Tuesday, April 15, 2014

No One Rides For Free





Larry Beinhart
No One Rides For Free

Open Road Media, 2012 (digital reissue)

A lawyer of a large American corporation Edgar Wood steals from his own company several million dollars, gets real prison term and to prevent his incarceration, he is an old man who are used to a life of luxury, requests immunity in exchange for testimony. Wood promises federal commision a detailed account of all dirty business of the firm and its management, and the SEC will put Wood on the witness protection program at the time of interrogation.

Wood’s snitching violates attorney-client confidentiality, and the corporation management is worried that one of them can go to prison after the Wood. Then one of the corporation’s lawyers hires a private detective Tony Cassella to find Wood and find out (preferably without breaking the law) what Wood says to the feds. Cassella quickly finds a house in the countryside, where the feds hold Wood and where Wood meets a federal investigator for questioning, but the detective fails to learn anything from Wood. Wood is gunned down outside the restaurant, presumably during a robbery. Wood’s daughter does not believe that her father's death was an accident, and again employs Cassella, that he would dig into the murder. The P.I. immediately feels that the murder was not accidental.

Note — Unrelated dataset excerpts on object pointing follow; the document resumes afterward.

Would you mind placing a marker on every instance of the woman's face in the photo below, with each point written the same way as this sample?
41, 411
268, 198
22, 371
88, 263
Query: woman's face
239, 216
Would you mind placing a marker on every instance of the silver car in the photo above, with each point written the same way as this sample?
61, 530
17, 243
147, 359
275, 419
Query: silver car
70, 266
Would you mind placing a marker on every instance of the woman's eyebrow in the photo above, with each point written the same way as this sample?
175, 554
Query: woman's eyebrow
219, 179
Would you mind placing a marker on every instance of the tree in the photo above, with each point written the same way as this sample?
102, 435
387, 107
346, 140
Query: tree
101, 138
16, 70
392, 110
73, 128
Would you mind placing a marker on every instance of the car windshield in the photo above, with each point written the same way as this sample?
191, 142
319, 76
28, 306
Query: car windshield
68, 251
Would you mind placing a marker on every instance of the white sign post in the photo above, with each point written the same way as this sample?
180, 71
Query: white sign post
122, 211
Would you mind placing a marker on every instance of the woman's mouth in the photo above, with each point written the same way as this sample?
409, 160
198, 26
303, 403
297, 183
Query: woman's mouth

«No One Rides For Free» is very original fiction, offering not the most common background for a detective story. The novel is set in the world of large corporations, federal agencies and edge investigations. Edge in the sense that almost all novel the detective works on the borderline between legal and illegal methods. He's a detective with the license, but he could be someone from Ocean's 11.

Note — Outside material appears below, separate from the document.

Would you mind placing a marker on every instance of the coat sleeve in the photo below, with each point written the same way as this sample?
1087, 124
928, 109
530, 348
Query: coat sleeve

Cassella is on the verge not only professionally, but also regarding everything else. He cheats on his wife and uses cocaine in large doses regularly. However, Cassella is not completely fallen character: he refuses to see his “connected” uncle and doesn’t give up in the middle, no matter how dangerous the situation is getting. He even does not condemn Edgar Wood for the fact that he turned against his friends and colleagues:

«But it could get closer to the line. I hated prisons. I understood Edgar Wood's panic. I understood every punk in the world who sold out his friends to stay on the outside. Something ached in me to play touch and go with the line that had bars on the far side. It was the same yearning ache that lurched inside me when Willie Contact offered me the cool white cocaine. It was in my testicles and lower bowels. There was a sensation, as if the devil stood behind me. When I turned to look, there was nothing there, not even my own shadow.»

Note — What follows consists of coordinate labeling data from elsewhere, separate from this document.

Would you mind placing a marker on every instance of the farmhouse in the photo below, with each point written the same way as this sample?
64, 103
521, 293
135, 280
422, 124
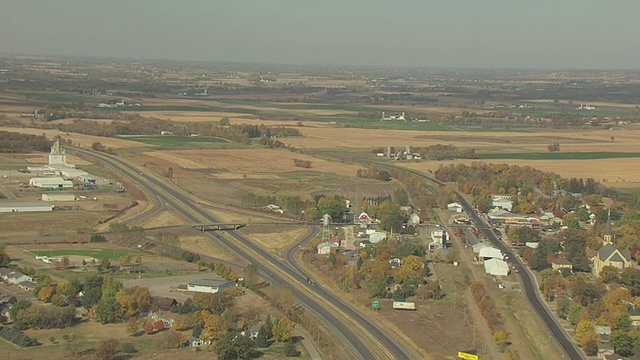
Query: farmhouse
16, 277
25, 207
51, 183
59, 197
209, 285
496, 267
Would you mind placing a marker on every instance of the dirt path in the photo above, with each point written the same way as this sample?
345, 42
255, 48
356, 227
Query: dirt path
477, 317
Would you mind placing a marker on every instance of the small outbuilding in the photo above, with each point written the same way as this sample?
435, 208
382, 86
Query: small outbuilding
496, 267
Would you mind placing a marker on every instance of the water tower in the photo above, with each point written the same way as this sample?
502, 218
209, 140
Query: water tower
326, 235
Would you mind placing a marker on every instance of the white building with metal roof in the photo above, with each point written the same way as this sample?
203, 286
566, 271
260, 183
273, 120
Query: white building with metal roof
51, 183
209, 285
11, 207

One of the charms of the book is to see Cassella in action. His methods of investigation are not ordinary and quite authentic.

No One Rides For Free could be called a mixture of Andrew Vachss (well detailed criminal underworld) and Michael Collins (who is Dennis Lynds; stylistic abilities), if not for the fact that this novel was published a year later than Vachss’ debut Flood, so Vachss could not influence Beinhart.

The novel has so much audacity and anger, while Beinhart has so much talent, that the following fact seems incredible. No One Rides For Free is never mentioned in the lists of the best P.I. novels of all time. And this is enormous injustice. An absolute must-read.